Description of problem:
rhq-agent segfault on windows x64 with jdk 1.6.0
Version-Release number of selected component (if applicable):
agent for jopr 2.3.1
just install an rhq-agent with jdk 1.6.0 and run the bat file.
if it succeed just do a discovery from command line
stack trace and crash of the agent
it should run :-)
for more info on the problem.
I've created a SIGAR issue for this: http://jira.hyperic.com/browse/SIGAR-192
Created attachment 369063 [details]
the JVM crash dump file from the Agent crash
Targetting at 1.3.1 for triage
Would you please try running the following on the Win64 box:
1) Copy junit-3.8.2.jar from http://repo1.maven.org/maven2/junit/junit/3.8.2/ into <rhq-agent-home>\lib\.
2) cd to rhq-agent\lib
3) run: java -jar sigar-18.104.22.168.jar test ProcEnv
And see if it also causes a JVM crash. If so, please attach the output from that command, as well as the crash dump file.

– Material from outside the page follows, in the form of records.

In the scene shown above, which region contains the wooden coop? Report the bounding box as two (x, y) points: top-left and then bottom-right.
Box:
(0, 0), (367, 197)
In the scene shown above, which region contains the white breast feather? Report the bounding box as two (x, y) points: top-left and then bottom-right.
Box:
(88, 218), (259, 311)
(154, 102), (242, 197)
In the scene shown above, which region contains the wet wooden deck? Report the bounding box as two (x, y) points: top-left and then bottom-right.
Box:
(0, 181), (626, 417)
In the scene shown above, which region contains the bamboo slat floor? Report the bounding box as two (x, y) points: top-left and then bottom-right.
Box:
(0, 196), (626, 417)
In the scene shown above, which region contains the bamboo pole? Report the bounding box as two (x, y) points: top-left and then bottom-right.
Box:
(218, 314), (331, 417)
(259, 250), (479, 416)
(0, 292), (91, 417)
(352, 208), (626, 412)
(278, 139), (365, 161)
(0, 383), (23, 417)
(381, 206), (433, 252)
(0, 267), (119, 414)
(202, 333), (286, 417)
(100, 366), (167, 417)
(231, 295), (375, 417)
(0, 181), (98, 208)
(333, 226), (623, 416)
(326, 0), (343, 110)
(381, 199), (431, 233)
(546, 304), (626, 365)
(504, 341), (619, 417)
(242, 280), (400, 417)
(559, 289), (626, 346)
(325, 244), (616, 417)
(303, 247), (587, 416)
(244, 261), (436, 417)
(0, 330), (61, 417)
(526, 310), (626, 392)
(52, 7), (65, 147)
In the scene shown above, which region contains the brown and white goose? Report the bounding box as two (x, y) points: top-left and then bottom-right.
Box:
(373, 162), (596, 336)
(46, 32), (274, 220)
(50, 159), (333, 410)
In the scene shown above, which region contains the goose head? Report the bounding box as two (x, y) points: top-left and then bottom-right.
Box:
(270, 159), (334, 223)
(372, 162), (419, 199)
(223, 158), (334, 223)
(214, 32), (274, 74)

Tried to reproduce but worked on an Windows Server 2008 x64 SP2 environment
JDK 1.6.0_13 - worked
JDK 1.6.0_17 - worked. See attachments.
Created attachment 369318 [details]
Testcase on Win Server 2008 x64 SP2
Keep in mind that Windows Firewall prevents the Jon Agent to start (can't bind its 16163 port).
Created attachment 369342 [details]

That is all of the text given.